When Python processes a class definition, it executes the body code block immediately. Any variable defined within this block (such as memory = []) is bound to the class's dictionary (__dict__). When you call self.memory.append(), Python resolves the reference to the class-level list object because there is no instance-level memory shadow variable. Unlike lightweight wrappers (e.g., LiteLLM, which simply wraps standard API calls in pure functions), high-level frameworks often carry complex state machines and implicit context pooling within their class structures. In concurrent async environments like FastAPI, these global state mechanisms overlap, leading to context contamination across separate event loop task frames.

The Fix

✓ Corrected pattern

Python

class IsolatedAgentConfig:
    def __init__(self):
        # Initialize state inside __init__ to guarantee instance-level memory isolation
        self.memory: list[str] = []

    def add_message(self, text: str):
        self.memory.append(text)

async def handle_user_request_safe(user_id: int, user_message: str):
    # Now, each request has a fully isolated configuration instance
    agent = IsolatedAgentConfig()
    agent.add_message(user_message)
    await asyncio.sleep(0.01)
    return f"User {user_id} history: {agent.memory}"

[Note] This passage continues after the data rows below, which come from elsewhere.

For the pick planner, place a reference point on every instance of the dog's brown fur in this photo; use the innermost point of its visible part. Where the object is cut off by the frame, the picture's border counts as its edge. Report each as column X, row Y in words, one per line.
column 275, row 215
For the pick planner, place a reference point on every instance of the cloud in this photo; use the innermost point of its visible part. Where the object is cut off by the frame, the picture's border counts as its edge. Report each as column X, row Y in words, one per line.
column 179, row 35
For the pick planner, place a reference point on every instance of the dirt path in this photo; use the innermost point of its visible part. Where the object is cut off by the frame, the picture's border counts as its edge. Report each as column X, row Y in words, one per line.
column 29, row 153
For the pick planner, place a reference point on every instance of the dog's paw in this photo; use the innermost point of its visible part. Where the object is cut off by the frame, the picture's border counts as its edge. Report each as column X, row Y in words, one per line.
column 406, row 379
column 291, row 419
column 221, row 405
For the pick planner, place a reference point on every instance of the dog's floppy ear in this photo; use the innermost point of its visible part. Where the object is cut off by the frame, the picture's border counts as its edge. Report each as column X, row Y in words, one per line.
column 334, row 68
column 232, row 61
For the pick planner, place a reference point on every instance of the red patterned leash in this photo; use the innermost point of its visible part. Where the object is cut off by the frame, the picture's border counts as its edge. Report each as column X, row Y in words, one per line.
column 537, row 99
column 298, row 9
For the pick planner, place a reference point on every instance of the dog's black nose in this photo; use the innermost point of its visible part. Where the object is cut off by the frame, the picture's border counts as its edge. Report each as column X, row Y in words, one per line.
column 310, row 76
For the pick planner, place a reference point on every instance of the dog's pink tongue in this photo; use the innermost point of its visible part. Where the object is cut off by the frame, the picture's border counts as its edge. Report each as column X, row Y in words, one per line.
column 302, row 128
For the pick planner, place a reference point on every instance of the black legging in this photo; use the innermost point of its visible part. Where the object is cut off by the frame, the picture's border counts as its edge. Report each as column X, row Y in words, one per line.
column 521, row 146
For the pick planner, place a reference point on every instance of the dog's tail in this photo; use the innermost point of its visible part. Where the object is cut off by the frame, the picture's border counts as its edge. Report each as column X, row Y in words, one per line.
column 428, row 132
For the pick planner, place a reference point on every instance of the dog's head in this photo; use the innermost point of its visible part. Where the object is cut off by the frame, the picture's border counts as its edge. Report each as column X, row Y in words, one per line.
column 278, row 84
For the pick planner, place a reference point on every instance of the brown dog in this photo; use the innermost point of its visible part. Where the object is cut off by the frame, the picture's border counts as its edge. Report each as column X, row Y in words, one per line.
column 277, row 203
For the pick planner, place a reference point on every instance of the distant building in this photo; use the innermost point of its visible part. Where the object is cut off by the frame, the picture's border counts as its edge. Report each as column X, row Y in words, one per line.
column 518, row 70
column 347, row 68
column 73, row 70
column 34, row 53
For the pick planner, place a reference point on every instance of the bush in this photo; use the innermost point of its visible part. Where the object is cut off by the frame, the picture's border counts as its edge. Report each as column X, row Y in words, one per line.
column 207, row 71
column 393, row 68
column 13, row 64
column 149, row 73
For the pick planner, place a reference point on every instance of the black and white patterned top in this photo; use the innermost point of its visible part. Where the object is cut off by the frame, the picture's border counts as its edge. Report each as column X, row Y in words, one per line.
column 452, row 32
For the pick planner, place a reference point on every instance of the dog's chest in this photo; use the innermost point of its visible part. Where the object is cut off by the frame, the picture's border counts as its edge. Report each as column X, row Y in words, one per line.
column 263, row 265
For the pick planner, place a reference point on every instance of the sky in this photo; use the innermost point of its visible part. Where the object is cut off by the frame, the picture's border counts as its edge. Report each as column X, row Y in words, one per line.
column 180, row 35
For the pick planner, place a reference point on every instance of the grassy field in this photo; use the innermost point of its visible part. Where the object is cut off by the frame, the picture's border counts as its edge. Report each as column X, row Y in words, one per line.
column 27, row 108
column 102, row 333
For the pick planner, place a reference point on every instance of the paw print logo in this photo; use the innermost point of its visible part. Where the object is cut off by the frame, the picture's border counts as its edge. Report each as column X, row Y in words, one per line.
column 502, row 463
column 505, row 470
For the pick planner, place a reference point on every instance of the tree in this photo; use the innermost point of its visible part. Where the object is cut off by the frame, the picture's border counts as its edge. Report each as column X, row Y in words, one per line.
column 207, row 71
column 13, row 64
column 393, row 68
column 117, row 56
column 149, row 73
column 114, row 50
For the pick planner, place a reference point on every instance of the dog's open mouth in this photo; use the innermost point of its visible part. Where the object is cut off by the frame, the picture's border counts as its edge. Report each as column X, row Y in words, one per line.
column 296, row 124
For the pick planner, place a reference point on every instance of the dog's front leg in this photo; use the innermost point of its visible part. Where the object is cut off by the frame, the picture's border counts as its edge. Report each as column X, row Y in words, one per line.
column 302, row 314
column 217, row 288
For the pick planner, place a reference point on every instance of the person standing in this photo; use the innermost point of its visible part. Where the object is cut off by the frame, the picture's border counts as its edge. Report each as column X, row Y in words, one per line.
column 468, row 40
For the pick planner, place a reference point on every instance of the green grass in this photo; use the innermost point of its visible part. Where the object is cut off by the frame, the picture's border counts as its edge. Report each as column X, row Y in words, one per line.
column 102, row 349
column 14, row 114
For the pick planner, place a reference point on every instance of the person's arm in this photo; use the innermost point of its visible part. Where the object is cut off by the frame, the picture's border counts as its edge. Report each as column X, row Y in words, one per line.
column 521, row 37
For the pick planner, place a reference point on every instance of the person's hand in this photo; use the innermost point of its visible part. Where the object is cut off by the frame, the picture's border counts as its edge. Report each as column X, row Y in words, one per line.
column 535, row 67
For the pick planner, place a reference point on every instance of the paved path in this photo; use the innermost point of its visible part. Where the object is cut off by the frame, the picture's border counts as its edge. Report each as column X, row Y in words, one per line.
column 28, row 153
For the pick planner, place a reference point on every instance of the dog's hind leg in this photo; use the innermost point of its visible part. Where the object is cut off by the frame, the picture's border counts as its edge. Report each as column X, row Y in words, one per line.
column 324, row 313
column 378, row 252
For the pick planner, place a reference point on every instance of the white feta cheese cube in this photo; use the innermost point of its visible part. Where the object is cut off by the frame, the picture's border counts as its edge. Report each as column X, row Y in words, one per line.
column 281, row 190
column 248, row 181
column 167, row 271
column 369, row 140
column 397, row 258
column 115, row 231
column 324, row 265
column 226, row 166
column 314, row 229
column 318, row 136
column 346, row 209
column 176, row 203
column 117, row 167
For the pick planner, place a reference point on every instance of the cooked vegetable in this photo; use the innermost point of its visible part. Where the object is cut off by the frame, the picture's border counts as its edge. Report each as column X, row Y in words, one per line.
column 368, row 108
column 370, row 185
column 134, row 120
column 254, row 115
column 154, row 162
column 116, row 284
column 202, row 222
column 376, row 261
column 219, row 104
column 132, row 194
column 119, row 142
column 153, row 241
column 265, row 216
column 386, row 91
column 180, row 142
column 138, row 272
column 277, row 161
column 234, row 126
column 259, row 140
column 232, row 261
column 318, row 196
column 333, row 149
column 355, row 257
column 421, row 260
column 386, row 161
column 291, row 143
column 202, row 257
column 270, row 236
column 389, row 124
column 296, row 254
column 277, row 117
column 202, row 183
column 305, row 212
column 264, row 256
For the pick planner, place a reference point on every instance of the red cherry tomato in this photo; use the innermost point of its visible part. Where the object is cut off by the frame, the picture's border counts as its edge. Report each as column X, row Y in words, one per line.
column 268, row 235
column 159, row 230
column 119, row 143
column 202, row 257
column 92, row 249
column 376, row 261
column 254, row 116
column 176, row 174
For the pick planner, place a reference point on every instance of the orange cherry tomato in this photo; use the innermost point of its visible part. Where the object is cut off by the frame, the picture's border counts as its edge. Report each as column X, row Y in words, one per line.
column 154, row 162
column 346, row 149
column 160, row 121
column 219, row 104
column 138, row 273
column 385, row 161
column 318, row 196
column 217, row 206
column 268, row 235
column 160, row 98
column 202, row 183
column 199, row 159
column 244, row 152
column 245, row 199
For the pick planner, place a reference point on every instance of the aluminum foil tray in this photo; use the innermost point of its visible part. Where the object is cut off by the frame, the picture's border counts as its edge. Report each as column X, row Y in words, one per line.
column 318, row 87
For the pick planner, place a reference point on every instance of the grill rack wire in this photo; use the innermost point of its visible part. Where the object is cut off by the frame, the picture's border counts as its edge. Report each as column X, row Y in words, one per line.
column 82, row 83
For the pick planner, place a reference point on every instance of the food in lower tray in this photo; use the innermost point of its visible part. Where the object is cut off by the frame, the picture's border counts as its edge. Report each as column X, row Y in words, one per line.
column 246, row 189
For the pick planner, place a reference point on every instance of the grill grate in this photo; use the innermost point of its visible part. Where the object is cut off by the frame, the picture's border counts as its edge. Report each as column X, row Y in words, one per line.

By making memory an instance attribute (self.memory = [] in __init__) instead of a class attribute, each IsolatedAgentConfig object gets its own distinct list. Python's attribute resolution finds self.memory in the instance __dict__ first, so mutations via self.memory.append() never touch the shared class-level object. This ensures that each user's conversation history is completely isolated and independent, preventing state leakage between concurrent requests.

How This Fails in Real Systems

A financial advisory API utilized an enterprise LLM framework with hidden thread-local memory caches. Under high load, the framework started assigning identical memory caches to different async request workers. As a result, sensitive account metrics and portfolio valuations of User A were served directly to User B.

Key Takeaway

When choosing LLM frameworks, prefer stateless, pure-functional libraries like LiteLLM over stateful abstractions to ensure deterministic context boundaries.

Common mistake: Developers unknowingly create shared mutable state in agent configurations, leading to cross-talk between concurrent user sessions when instances of the configuration class are reused or dynamically instantiated.